Welcome to our Friday mailbag edition!

Every week, we receive some great questions and comments from your fellow readers on our recently published essays. And every Friday, I answer as many as I can.

This week, we have questions on what will happen to Bitcoin… how crypto gains are taxed… and who’s paying for all the electric vehicle (EV) charging stations President Biden has promised to build…

Let’s dive right in… starting with these questions from Charles and Len in response to my recent essay on Bitcoin halvings. (This is when the reward miners receive for processing transactions on the blockchain gets cut in half. This happens every four years or so.)

There are lots of things I do not understand about Bitcoin (most of it). But reading your article, I cannot figure out why, once the miners are making so little, they won’t shut down. So who will track the movement of the coins then?

– Len R.

If the Bitcoin mining process pays the miners to validate the transactions, what happens when all the Bitcoins are mined? How will the transactions get validated?

– Charles G.

Thanks Charles and Len for writing in.

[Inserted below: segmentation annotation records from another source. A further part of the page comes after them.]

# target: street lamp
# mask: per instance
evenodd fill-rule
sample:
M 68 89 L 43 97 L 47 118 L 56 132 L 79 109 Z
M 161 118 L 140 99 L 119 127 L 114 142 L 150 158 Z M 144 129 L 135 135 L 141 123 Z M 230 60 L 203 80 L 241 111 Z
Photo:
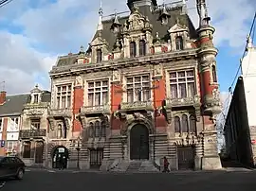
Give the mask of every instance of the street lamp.
M 80 169 L 80 150 L 81 150 L 81 138 L 78 137 L 76 149 L 78 151 L 77 168 Z

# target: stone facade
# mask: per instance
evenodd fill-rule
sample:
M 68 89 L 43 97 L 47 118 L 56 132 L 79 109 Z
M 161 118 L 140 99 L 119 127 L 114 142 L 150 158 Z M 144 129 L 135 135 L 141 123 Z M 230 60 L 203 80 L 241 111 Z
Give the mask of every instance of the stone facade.
M 26 165 L 46 166 L 47 164 L 48 109 L 50 93 L 38 86 L 31 90 L 24 105 L 20 128 L 20 157 Z
M 70 168 L 161 165 L 164 156 L 172 170 L 221 168 L 214 28 L 197 4 L 197 30 L 184 1 L 129 1 L 128 16 L 106 21 L 100 9 L 87 51 L 60 57 L 50 71 L 48 166 L 64 148 Z

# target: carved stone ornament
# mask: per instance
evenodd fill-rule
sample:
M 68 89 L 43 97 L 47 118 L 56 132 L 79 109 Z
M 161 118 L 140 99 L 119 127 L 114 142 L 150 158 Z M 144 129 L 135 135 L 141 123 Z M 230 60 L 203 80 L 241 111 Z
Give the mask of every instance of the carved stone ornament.
M 40 110 L 40 109 L 30 109 L 27 112 L 27 114 L 29 114 L 29 115 L 43 114 L 43 113 L 44 113 L 44 111 Z
M 81 76 L 76 77 L 75 86 L 82 86 L 82 78 Z
M 120 73 L 119 71 L 113 72 L 113 81 L 120 81 Z

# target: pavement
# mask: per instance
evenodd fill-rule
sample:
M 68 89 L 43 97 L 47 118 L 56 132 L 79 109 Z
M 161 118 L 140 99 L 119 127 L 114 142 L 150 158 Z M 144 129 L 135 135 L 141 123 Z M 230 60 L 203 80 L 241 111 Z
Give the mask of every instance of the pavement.
M 24 180 L 9 180 L 1 191 L 254 191 L 256 171 L 102 173 L 27 170 Z

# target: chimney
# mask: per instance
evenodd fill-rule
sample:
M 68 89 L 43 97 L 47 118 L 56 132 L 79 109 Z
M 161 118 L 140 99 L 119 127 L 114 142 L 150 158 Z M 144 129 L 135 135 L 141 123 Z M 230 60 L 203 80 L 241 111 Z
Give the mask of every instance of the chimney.
M 6 102 L 6 97 L 7 97 L 7 92 L 1 91 L 0 92 L 0 105 L 3 105 Z

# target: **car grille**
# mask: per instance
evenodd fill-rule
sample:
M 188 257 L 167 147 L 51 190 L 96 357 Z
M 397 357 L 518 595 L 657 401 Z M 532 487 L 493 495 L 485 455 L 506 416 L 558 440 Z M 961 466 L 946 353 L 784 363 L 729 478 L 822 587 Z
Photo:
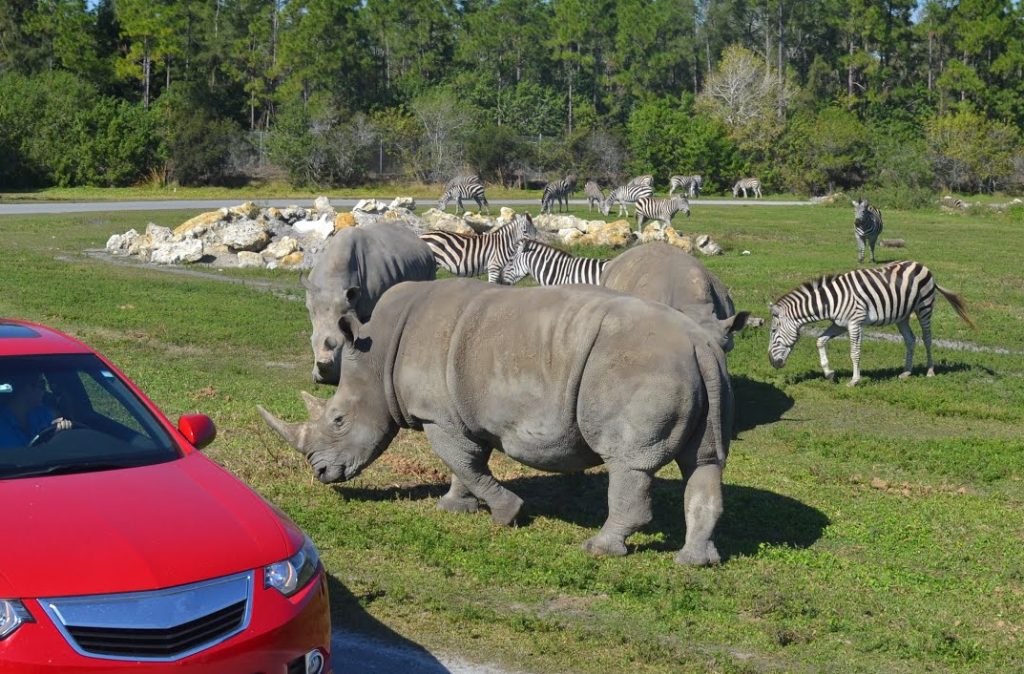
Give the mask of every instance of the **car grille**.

As your questions are similar, I’m going to answer them together, if that’s ok.

Now, although some of us buy Bitcoin as an investment or even speculation, it’s important to remember that miners don’t do this for fun. Bitcoin mining is a business.

Miners receive “payment” in two ways…

First, they receive transaction fees for processing transactions. These are paid by Bitcoin users, for example, when they send Bitcoin to each other. It’s much the same as your bank charging you to transfer money to another bank account. With Bitcoin, the transaction fee is usually set and processed by the exchange or wallet you use.

Second, every time a miner completes a block of transactions, it earns Bitcoins as a reward. Right now, miners earn 6.25 Bitcoins per block. That’s worth around $250,000 at current prices.

And that reward is halved once every four years or so, in what is called a halving.

As you may recall from my essay, the next halving will happen in mid-2024. The reward will drop to 3.125 Bitcoins.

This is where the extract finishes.